Immer und immer wieder werden die einzelnen Geschichten erzählt, wiederholt, anders erzählt, anders gesehen, nochmals berichtet, die das Wesen dieser Familie ausmachen und ihren letzten und einzigen noch lebenden Vertreter, Miljenko Jergović, geprägt haben.
Der Onkel stirbt, Hitler verliert
Im Zentrum all dieser Geschichte steht die Geschichte seines Onkel Mladen, der im zweiten Weltkrieg als SS-Mann fällt. Ein blöder und sinnloser Tod. Mladens Eltern, Franjo und Olga, Miljenkos Grosseltern Nonno und Nonna, sympathisieren mit den Partisanen.

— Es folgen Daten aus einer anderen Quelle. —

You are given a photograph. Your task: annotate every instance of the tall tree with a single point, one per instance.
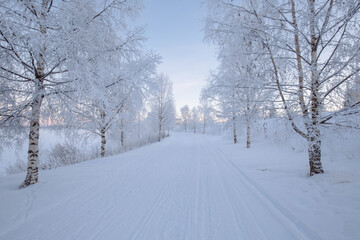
(312, 48)
(185, 112)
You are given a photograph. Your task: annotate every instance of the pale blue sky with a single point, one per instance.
(175, 31)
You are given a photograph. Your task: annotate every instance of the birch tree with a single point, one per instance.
(185, 112)
(48, 49)
(312, 48)
(162, 105)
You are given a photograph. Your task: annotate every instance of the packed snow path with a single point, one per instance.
(183, 188)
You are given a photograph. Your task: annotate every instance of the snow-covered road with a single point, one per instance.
(186, 187)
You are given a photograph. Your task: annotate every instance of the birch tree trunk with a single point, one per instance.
(247, 132)
(103, 141)
(314, 147)
(159, 137)
(234, 130)
(32, 175)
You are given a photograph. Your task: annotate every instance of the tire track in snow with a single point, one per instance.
(279, 212)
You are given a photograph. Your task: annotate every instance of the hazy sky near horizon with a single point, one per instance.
(175, 31)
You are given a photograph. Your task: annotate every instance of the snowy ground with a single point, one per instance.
(187, 187)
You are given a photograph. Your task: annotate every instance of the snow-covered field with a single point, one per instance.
(187, 187)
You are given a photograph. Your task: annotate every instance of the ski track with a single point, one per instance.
(183, 188)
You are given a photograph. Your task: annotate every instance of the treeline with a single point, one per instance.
(78, 64)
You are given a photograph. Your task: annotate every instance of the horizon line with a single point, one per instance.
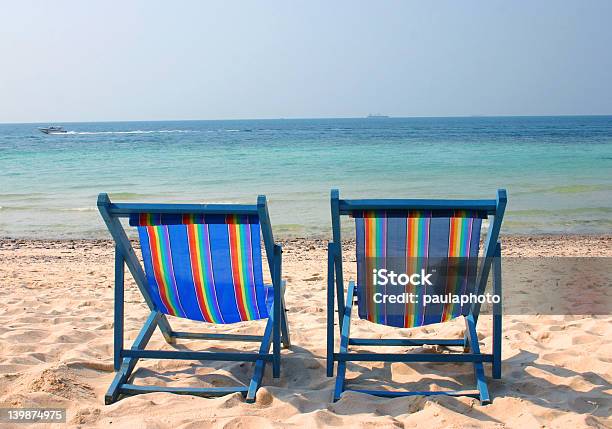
(314, 118)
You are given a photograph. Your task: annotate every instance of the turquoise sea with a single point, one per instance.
(557, 170)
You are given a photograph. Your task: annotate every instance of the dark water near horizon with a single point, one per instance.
(557, 170)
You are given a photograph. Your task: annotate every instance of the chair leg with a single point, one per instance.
(260, 365)
(285, 338)
(344, 342)
(128, 364)
(481, 381)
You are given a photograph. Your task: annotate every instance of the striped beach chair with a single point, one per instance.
(203, 263)
(435, 239)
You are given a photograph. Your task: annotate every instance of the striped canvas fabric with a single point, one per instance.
(206, 268)
(445, 243)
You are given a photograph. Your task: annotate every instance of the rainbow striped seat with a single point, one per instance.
(399, 244)
(201, 262)
(445, 242)
(204, 267)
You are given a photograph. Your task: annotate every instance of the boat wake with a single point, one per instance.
(130, 132)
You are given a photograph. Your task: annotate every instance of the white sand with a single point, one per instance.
(56, 304)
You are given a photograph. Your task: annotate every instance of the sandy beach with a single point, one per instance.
(56, 320)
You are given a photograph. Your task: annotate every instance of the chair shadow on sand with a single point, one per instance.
(517, 382)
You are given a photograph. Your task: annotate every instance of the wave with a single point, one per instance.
(131, 132)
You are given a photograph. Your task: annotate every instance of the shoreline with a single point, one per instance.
(56, 350)
(521, 245)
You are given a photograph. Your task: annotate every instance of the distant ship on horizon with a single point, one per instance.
(53, 130)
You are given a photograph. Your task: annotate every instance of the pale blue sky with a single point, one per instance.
(148, 60)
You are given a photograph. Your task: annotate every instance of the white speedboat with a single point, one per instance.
(53, 130)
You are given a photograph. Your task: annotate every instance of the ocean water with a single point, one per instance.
(557, 170)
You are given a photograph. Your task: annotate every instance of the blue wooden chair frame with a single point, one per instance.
(335, 294)
(125, 359)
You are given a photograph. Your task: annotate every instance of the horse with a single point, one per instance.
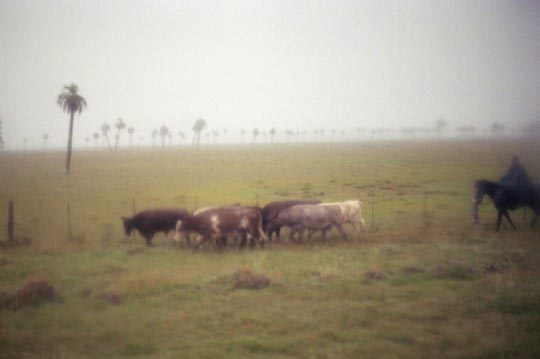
(505, 199)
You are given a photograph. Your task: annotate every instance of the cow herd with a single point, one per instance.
(248, 224)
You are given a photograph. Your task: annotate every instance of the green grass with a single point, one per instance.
(416, 287)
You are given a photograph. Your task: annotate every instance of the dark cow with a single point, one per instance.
(310, 217)
(271, 210)
(216, 223)
(149, 222)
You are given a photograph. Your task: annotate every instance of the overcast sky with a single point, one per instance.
(284, 64)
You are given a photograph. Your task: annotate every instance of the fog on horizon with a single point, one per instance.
(356, 70)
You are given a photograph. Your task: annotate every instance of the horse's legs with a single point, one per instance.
(499, 219)
(507, 215)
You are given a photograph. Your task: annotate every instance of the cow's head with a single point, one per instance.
(128, 225)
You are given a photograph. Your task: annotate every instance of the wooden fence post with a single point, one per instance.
(10, 221)
(69, 220)
(372, 210)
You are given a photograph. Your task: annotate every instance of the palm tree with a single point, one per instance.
(199, 125)
(255, 135)
(45, 138)
(95, 135)
(272, 134)
(154, 135)
(1, 140)
(105, 128)
(163, 131)
(120, 125)
(131, 131)
(182, 136)
(70, 101)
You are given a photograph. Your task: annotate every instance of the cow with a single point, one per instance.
(310, 217)
(351, 212)
(149, 222)
(271, 210)
(219, 222)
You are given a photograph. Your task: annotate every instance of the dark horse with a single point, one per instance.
(505, 199)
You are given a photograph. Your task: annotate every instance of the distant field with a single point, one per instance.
(423, 283)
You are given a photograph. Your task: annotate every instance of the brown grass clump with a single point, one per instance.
(34, 291)
(245, 279)
(113, 297)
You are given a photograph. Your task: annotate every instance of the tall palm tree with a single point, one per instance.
(163, 132)
(272, 134)
(105, 128)
(154, 135)
(96, 137)
(200, 124)
(255, 135)
(120, 125)
(45, 138)
(131, 131)
(1, 140)
(70, 101)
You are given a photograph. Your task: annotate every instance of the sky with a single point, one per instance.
(299, 65)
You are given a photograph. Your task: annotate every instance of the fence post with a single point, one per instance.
(10, 221)
(69, 220)
(425, 209)
(372, 210)
(133, 233)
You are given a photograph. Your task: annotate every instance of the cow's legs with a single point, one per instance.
(341, 231)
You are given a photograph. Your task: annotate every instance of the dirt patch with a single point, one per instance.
(495, 268)
(246, 279)
(369, 277)
(33, 292)
(453, 271)
(113, 297)
(135, 251)
(412, 270)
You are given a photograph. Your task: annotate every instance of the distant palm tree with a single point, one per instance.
(163, 132)
(45, 138)
(272, 134)
(131, 131)
(120, 125)
(70, 101)
(255, 135)
(105, 128)
(198, 127)
(182, 136)
(1, 140)
(95, 135)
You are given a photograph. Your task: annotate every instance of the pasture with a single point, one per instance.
(423, 283)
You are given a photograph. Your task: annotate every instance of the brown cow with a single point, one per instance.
(149, 222)
(216, 223)
(271, 210)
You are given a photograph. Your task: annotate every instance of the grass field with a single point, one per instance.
(423, 283)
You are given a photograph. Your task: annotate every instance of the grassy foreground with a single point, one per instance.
(423, 283)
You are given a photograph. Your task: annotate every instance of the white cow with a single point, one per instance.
(351, 212)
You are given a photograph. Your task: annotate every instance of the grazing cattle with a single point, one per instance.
(310, 217)
(216, 223)
(351, 212)
(149, 222)
(271, 210)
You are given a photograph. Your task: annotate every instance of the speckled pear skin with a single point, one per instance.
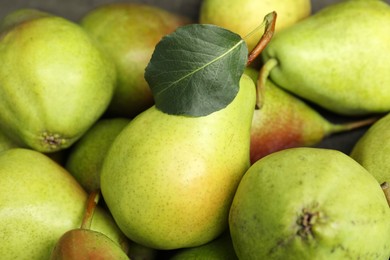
(169, 180)
(309, 203)
(85, 158)
(129, 32)
(55, 82)
(87, 244)
(40, 201)
(372, 150)
(337, 58)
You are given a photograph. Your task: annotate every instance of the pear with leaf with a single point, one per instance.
(170, 175)
(128, 32)
(337, 58)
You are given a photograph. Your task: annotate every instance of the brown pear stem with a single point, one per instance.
(262, 79)
(386, 189)
(270, 21)
(355, 125)
(92, 201)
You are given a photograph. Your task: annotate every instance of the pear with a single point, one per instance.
(40, 201)
(309, 203)
(84, 243)
(55, 82)
(220, 248)
(129, 32)
(333, 58)
(86, 157)
(373, 148)
(6, 143)
(244, 16)
(285, 121)
(168, 180)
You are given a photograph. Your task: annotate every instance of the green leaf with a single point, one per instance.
(196, 70)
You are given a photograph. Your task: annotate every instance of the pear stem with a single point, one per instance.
(262, 79)
(386, 189)
(92, 201)
(270, 21)
(337, 128)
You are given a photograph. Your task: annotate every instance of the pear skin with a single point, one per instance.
(243, 16)
(169, 180)
(85, 157)
(338, 58)
(128, 32)
(87, 244)
(309, 203)
(40, 201)
(55, 82)
(373, 148)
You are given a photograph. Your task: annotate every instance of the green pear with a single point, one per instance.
(244, 16)
(84, 243)
(55, 82)
(373, 148)
(129, 32)
(285, 121)
(337, 58)
(168, 180)
(86, 157)
(220, 248)
(40, 201)
(309, 203)
(6, 143)
(87, 244)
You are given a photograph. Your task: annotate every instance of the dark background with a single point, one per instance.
(75, 9)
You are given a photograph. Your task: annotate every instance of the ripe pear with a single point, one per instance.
(40, 201)
(309, 203)
(373, 148)
(244, 16)
(55, 82)
(128, 32)
(285, 121)
(84, 243)
(334, 57)
(86, 157)
(220, 248)
(168, 180)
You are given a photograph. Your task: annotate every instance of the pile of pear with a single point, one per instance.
(77, 118)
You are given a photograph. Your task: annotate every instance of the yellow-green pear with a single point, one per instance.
(244, 16)
(338, 58)
(309, 203)
(372, 150)
(128, 32)
(86, 157)
(39, 202)
(55, 81)
(168, 180)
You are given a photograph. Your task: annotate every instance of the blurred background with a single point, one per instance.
(75, 9)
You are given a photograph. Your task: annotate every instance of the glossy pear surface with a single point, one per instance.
(309, 203)
(337, 58)
(169, 180)
(244, 16)
(372, 150)
(40, 201)
(128, 32)
(86, 244)
(54, 80)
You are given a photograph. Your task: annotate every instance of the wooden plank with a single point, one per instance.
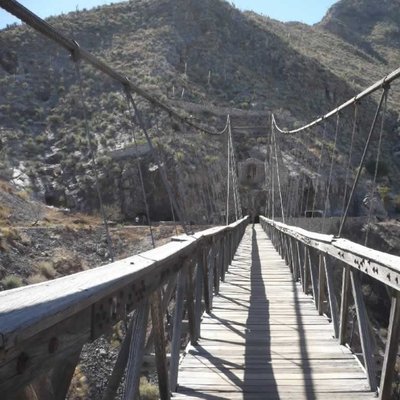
(28, 361)
(265, 337)
(157, 319)
(27, 311)
(392, 347)
(331, 296)
(136, 350)
(177, 329)
(363, 327)
(380, 266)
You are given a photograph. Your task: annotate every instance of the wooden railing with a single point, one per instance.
(313, 259)
(43, 327)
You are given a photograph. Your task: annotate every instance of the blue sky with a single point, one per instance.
(308, 11)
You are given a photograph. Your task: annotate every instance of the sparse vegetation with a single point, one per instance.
(11, 282)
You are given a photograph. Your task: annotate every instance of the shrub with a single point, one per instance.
(11, 282)
(46, 269)
(148, 391)
(383, 168)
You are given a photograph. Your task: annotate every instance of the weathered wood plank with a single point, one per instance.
(264, 337)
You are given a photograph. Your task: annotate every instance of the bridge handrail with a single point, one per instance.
(380, 266)
(26, 310)
(44, 326)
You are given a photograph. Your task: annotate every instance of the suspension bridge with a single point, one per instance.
(267, 316)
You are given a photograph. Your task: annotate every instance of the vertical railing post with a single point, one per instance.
(363, 326)
(177, 329)
(198, 295)
(206, 278)
(321, 284)
(311, 263)
(190, 304)
(136, 350)
(157, 318)
(392, 346)
(344, 305)
(331, 296)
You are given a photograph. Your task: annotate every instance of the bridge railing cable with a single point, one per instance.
(314, 259)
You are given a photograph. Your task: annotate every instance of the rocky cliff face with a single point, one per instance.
(206, 58)
(365, 23)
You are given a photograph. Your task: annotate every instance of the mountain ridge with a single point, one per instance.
(209, 54)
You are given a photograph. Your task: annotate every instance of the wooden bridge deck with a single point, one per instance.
(265, 339)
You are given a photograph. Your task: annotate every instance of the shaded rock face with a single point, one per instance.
(251, 172)
(205, 57)
(362, 22)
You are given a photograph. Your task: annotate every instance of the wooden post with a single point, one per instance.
(295, 259)
(190, 305)
(331, 296)
(206, 272)
(157, 318)
(164, 305)
(392, 346)
(321, 284)
(177, 330)
(223, 258)
(313, 274)
(119, 367)
(306, 270)
(211, 273)
(363, 327)
(136, 350)
(300, 262)
(344, 305)
(198, 297)
(216, 262)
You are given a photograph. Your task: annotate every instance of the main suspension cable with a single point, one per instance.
(139, 166)
(163, 175)
(378, 154)
(92, 156)
(362, 161)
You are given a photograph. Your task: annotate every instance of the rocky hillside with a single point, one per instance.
(208, 58)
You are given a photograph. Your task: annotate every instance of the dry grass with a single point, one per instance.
(148, 391)
(57, 217)
(4, 214)
(11, 282)
(46, 269)
(79, 388)
(67, 263)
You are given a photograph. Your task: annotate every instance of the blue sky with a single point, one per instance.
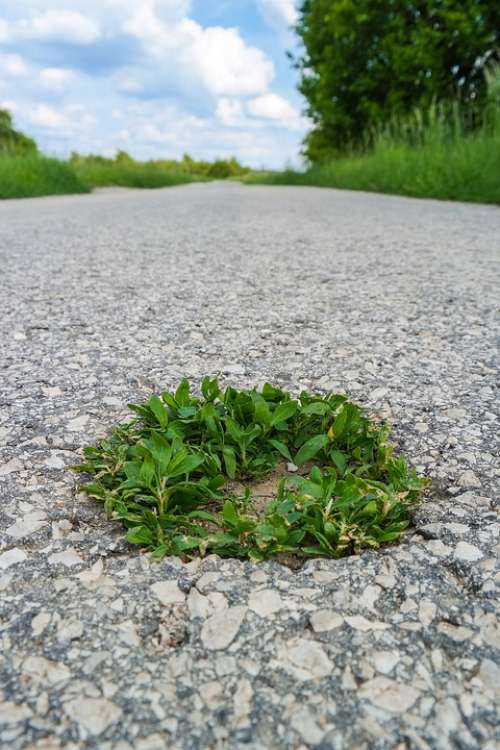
(154, 77)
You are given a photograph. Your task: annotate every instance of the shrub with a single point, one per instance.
(166, 475)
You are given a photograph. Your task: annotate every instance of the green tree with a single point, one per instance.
(366, 61)
(13, 141)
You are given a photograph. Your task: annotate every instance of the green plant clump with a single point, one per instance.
(167, 475)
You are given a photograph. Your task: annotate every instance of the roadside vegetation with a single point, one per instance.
(179, 476)
(25, 172)
(430, 154)
(416, 113)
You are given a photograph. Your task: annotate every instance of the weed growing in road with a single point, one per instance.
(169, 476)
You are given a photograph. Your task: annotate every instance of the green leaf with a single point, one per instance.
(147, 470)
(187, 465)
(281, 448)
(182, 393)
(261, 409)
(139, 535)
(339, 460)
(229, 513)
(316, 408)
(310, 449)
(339, 422)
(158, 408)
(284, 412)
(161, 450)
(229, 461)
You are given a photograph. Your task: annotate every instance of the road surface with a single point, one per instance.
(106, 297)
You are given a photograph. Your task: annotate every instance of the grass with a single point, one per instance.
(430, 156)
(33, 175)
(169, 475)
(102, 172)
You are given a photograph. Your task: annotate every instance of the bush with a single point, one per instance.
(166, 476)
(29, 175)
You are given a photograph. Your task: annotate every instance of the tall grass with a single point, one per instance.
(99, 172)
(431, 154)
(25, 175)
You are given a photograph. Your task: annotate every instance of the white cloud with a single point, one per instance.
(229, 111)
(60, 25)
(158, 81)
(4, 30)
(47, 117)
(56, 79)
(278, 109)
(279, 11)
(226, 64)
(217, 57)
(13, 65)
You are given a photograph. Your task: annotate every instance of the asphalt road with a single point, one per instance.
(104, 298)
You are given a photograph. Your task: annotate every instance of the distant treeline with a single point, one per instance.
(24, 171)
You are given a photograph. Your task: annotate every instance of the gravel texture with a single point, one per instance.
(107, 297)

Sie schicken ihren deutschstämmigen Sohn aber zur SS, weil sie davon ausgehen, dass er dort eher überlebt, obwohl sie nicht eine Sekunde daran zweifeln, dass Hitler diesen Krieg verlieren wird.
Doch Mladen fällt als erster und einziger seiner Truppe, während seine Kameraden zu den Partisanen überlaufen. Manche von ihnen werden nach Kriegsende Mladens Eltern besuchen. Sie gehören jetzt zur Befreiungsarmee. Franjo und Olga aber werden zu den Eltern eines Feindsoldaten.
Panorama einer Region
Darüber kommt Olga nicht hinweg. Sie wird Atheistin und – viel schlimmer noch – sie lässt ihre Wut über den Verlust des Sohnes an der viel jüngeren Tochter aus. Sie lehnt sie ab. Die Tochter wiederum wiederholt das Verhalten bei ihrem eigenen Sohn und lässt ihn bei seinen Grosseltern aufwachsen. Dieser Sohn ist Miljenko Jergović, der Ich-Erzähler dieses Romans.
Um diese eine zentrale Geschichte herum befinden sich hunderte anderer Geschichten, die alle zusammen wiederum die Geschichte dieser Region erzählen: Diese einst «Jugoslawien» genannte Gegend auf dem Balkan mit ihren Serben und Kroaten, Deutschen und Juden, Österreichern und Italienern, Slowenen und Bosniern, Ustasche und Tschetniks, Faschisten und Partisanen, Monarchisten und Kommunisten, Nationalisten und Demokraten. Menschen, die gekommen und gegangen sind.
Ankommen und fliehen
Die Erzählungen wiederum werden zusammengehalten von einer Zeitachse, an deren Anfang ein gewisser Karlo Stubler aus dem Banat nach Bosnien einwandert, um für Franz Josephs neue Eisenbahn zu arbeiten. Und an deren Ende ein gewisser Miljenko Jergović unfreiwillig in Zagreb sitzt, weil er während der Belagerung Sarajevos 1993 seine Stadt fluchtartig verlassen musste.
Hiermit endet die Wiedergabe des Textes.